Crypt cell hypothesis

The sensor pathway inside the enterocyte is disrupted due to the genetic errors. The enterocyte in the crypt must sense the amount of circulating iron. Depending on this information, the cell can regulate the quantity of receptors and channel proteins for iron. If there is little iron, the cell will express many of these proteins. If there is a lot, the cell will turn off the expression of this transporters.

In haemochromatosis, the cell is constantly fooled into thinking there is iron depletion. As a consequence, it overexpresses the necessary channel proteins, this leading to a massive, and unnecessary iron absorption.
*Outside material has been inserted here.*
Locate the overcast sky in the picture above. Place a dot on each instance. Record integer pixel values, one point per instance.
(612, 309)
These proteins are named DMT-1 (divalent metal transporter), for the luminal side of the cell, and ferroportin, the only known cellular iron exporter, for the basal side of the cell.

Hepcidin-ferroportin axis

Recently, a new unifying theory for the pathogenesis of hereditary hemochromatosis has been proposed that focuses on the hepcidin-ferroportin regulatory axis. Inappropriately low levels of hepcidin, the iron regulatory hormone, can account for the clinical phenotype of hereditary hemochromatosis. In this view, low levels of circulating hepcidin result in higher levels of ferroportin expression in intestinal epithelial cells and reticuloendothelial macrophages. As a result, this causes increased levels of serum iron, first biochemically detected as increasing transferrin saturation. HFE, hemojuvelin, BMP's and TFR2 are implicated in regulating hepcidin expression. Higher serum iron levels lead to progressive iron loading in tissues.

Haemochromatosis
The gene that controls the amount of iron absorbed from food is called HFE. The HFE gene has two common mutations, C282Y and H63D. Inheriting just one of the C282Y mutations (heterozygous) makes a person a carrier who can pass this mutation onward. One mutation may lead to slightly excessive iron absorbtion but usually haemochromatosis does not develop. In the United States, most people with haemochromatosis have inherited two copies of C282Y — one from each parent — and are homozygous for the trait. Mutations of the HFE gene account for 90% of the cases. This gene is closely linked to the HLA-A3 locus. Homozygosity for the C282Y mutation is the most important one, although the heterozygosity C282Y/H63D mutations are also associated to disease (both conditions are sufficient to reach the diagnosis). Carriers of a single copy of either gene have a very slight risk of haemochromatosis when other factors contribute, but are otherwise healthy. Even if an individual has both copies of the abnormal gene the risk of actual clinical haemochromatosis is low (between 1—25%) due to incomplete penetrance. The variability in these estimates is probably due to different populations studied and how penetrance was defined. Other genes that cause haemochromatosis are the autosomal dominant SLC11A3/ferroportin 1 gene and TfR2 (transferrin receptor 2). They are much rarer than HFE-haemochromatosis. Recently, a classification has been developed (with chromosome locations): * Haemochromatosis type 1 (Mendelian Inheritance in Man (OMIM) 235200): "classical" HFE-haemochromatosis (6p21.3). * Haemochromatosis type 2 (Mendelian Inheritance in Man (OMIM) 602390): juvenile haemochromatosis : o Type 2A:(Mendelian Inheritance in Man (OMIM) 602390): mutations in hemojuvelin ("HJV", also known as HFE2) o Type 2B (Mendelian Inheritance in Man (OMIM) 606464): mutation in hepcidin antimicrobial peptide (HAMP) or HFE2B (19q13) * Haemochromatosis type 3 (Mendelian Inheritance in Man (OMIM) 604720): transferrin receptor-2 (TFR2 or HFE3, 7q22). * Haemochromatosis type 4 (Mendelian Inheritance in Man (OMIM) 604653): autosomal dominant haemochromatosis (all others are recessive), ferroportin (SLC11A3) gene mutation (2q32).